Pinheiros Passados

pinheiro-maior

Eduardo Glück
Egresso do Curso Técnico de Eletrotécnica – Fundação Liberato
Doutorando em Linguística Aplicada – PPGLA-UNISINOS

Djeison Hoerlle
Escritor. Autor de “Jardim de Ideias”

Caminhava distraído, ouvindo uma melodia de piano muito delicada em meus fones de ouvido. Havia baixado-a há algum tempo, por conta de uma célebre frase que li em um romance, cujo nome eu sequer lembro. Em dado momento, um dos personagens criticava o gosto de seu interlocutor: “não terás um ouvido treinado se ficares preso a estas chiadeiras que chamas de rock”. Por se tratar de uma história ambientada na década de sessenta, não me admira o posicionamento crítico-conservador do personagem, e, apesar de fã incondicional do gênero, não pude tirar-lhe a razão.

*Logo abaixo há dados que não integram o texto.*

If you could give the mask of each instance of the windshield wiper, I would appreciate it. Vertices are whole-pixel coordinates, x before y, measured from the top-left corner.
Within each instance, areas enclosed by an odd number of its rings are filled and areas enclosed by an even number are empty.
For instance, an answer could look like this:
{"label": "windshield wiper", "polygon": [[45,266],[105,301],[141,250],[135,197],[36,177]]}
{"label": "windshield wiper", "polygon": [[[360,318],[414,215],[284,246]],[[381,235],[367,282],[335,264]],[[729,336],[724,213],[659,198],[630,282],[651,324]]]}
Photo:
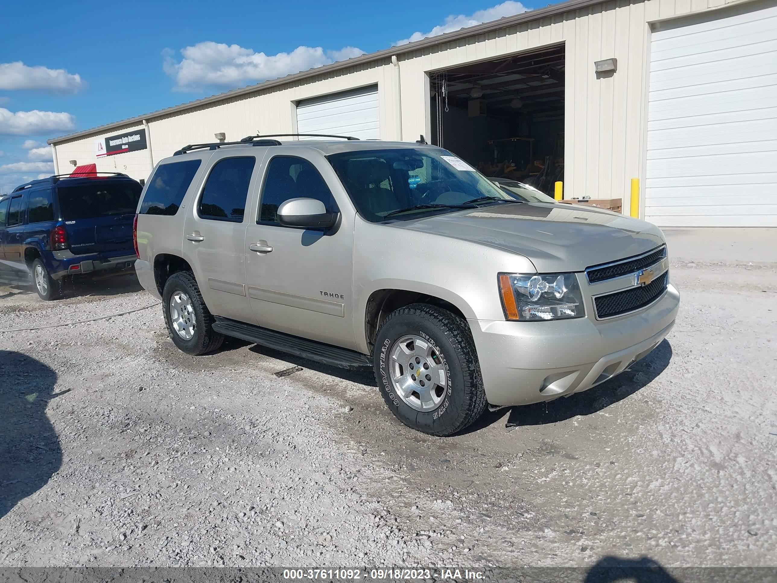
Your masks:
{"label": "windshield wiper", "polygon": [[477,202],[486,202],[489,201],[499,201],[499,202],[523,202],[523,201],[517,201],[514,198],[500,198],[499,197],[479,197],[479,198],[473,198],[472,201],[465,201],[462,204],[474,204]]}
{"label": "windshield wiper", "polygon": [[408,212],[409,211],[415,211],[421,208],[476,208],[473,204],[414,204],[412,207],[407,207],[406,208],[399,208],[396,211],[392,211],[389,213],[386,213],[383,215],[384,218],[388,218],[388,217],[393,216],[394,215],[399,215],[402,212]]}

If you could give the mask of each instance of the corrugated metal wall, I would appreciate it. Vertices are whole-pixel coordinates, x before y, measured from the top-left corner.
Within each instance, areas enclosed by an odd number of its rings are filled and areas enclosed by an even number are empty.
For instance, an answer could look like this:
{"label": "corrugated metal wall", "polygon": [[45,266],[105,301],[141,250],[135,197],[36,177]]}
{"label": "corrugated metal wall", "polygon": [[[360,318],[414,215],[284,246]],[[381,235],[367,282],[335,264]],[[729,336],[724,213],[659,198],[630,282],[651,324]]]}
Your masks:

A melodia era, de fato, muito agradável, o que contrastava com o caos do trânsito durante o dia que se desenrolava (ou que se enrolava ainda mais) a cada passo que eu dava. A avenida parecia mover-se junto com os carros, impulsionando-os aos mais variados destinos. O clima, por sua vez, mormacento, trazia uma certa aflição ao meu peito. Nunca me dei bem com meios-termos: preferiria mil vezes uma chuva ou um sol radiante àquele céu prata opressivo sobre minha cabeça. 

Alegrava-me, no entanto, pensar que, dali a uma esquina, dobraria à direita, entrando em uma rua contemplada por pinheiros de dezenas de metros de altura. Pinheiros sempre me inspiraram. Provavelmente, não estaria aqui escrevendo se não fossem aquelas charmosas árvores, as quais, com seu ar fantasioso, evocam diversas memórias da minha infância. Afinal, dirigia-me até meu antigo lar.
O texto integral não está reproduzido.